Mientras en países como Alemania operan cientos de entidades y Berlín no solo veta la Unión bancaria europea sino que impiden la consolidación transfronteriza para competir con EE. UU. y China cuando afecta a alguno de sus bancos. Véase Commerzbank y el intento de compra del italiano Unicredit.
"Lo peor de la pasividad de la Comisión y de su reacción tardía sea que el expediente abierto contra España no valdrá, probablemente, para nada"
Pero tal vez lo peor de la pasividad de la Comisión y de su reacción tardía sea que el expediente abierto contra España no valdrá, probablemente, para nada.
De manera deliberada o por negligencia, Bruselas ha dejado que se le pase el arroz (más frases hechas).
Y si algo tenía era tiempo. Desde el lanzamiento de la OPA en mayo hasta la intervención de esta semana, la Comisión abrió 26 expedientes de infracción contra España, ocho de ellos del departamento de servicios financieros. Pero en ese tiempo no se le ocurrió echar un ojo a la normativa española que ha esgrimido el Gobierno para imponer condiciones a la fusión de BBVA con Sabadell y eso que la ley está en vigor desde 2014.
La aprobación de la normativa coincidió, para más inri, con el período de mayor escrutinio de la Comisión Europea sobre el sector financiero español y sobre la legislación que afectase a ese mercado.
España había solicitado en 2012 un rescate para la banca española al Mecanismo Europeo de Estabilidad (MEDE), que dejó una deuda para el erario español de 41.300 millones de euros. Desde entonces, funcionarios de la Comisión, del BCE y del propio MEDE se instalan periódicamente unos días en Madrid para vigilar muy de cerca la situación del sector y las medidas del gobierno de la época.
Hasta finales de 2024 han realizado 22 informes detallados sobre la evolución de la economía española, la situación de la banca y los principales cambios legislativos. Sin que en ningún momento hayan disparado las alarmas sobre una legislación española que Bruselas considera de repente ilegal.
"El ministro de Economía, Carlos Cuerpo, no ha prohibido la fusión como podría haber hecho si los poderes fueran ilimitados sino que ha impuesto condiciones para llevarla a cabo"

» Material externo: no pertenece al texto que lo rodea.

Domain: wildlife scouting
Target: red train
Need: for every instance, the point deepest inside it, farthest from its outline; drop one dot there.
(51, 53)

La Comisión dice ahora que esas normas españolas "otorgan al Gobierno español poderes ilimitados para intervenir en las fusiones y adquisiciones de banco". Una conclusión que no coincide con la intervención casi quirúrgica del ministro de Economía, Carlos Cuerpo, que no ha prohibido la fusión como podría haber hecho si los poderes fueran ilimitados sino que ha impuesto condiciones para llevarla a cabo, como retrasar tres años la absorción definitiva de Sabadell con una posible prórroga de otros dos años.
Las condiciones pueden ser consideradas duras, incluso leoninas, pero el BBVA, con su presidente, Carlos Torres, al frente, las han dado por asumibles y siguen adelante con la operación. Por tanto, en contra de la acusación de la Comisión Europea, no parece haber una restricción injustificada a la libre circulación, sino unas condiciones que el Gobierno justifica en aras del interés general.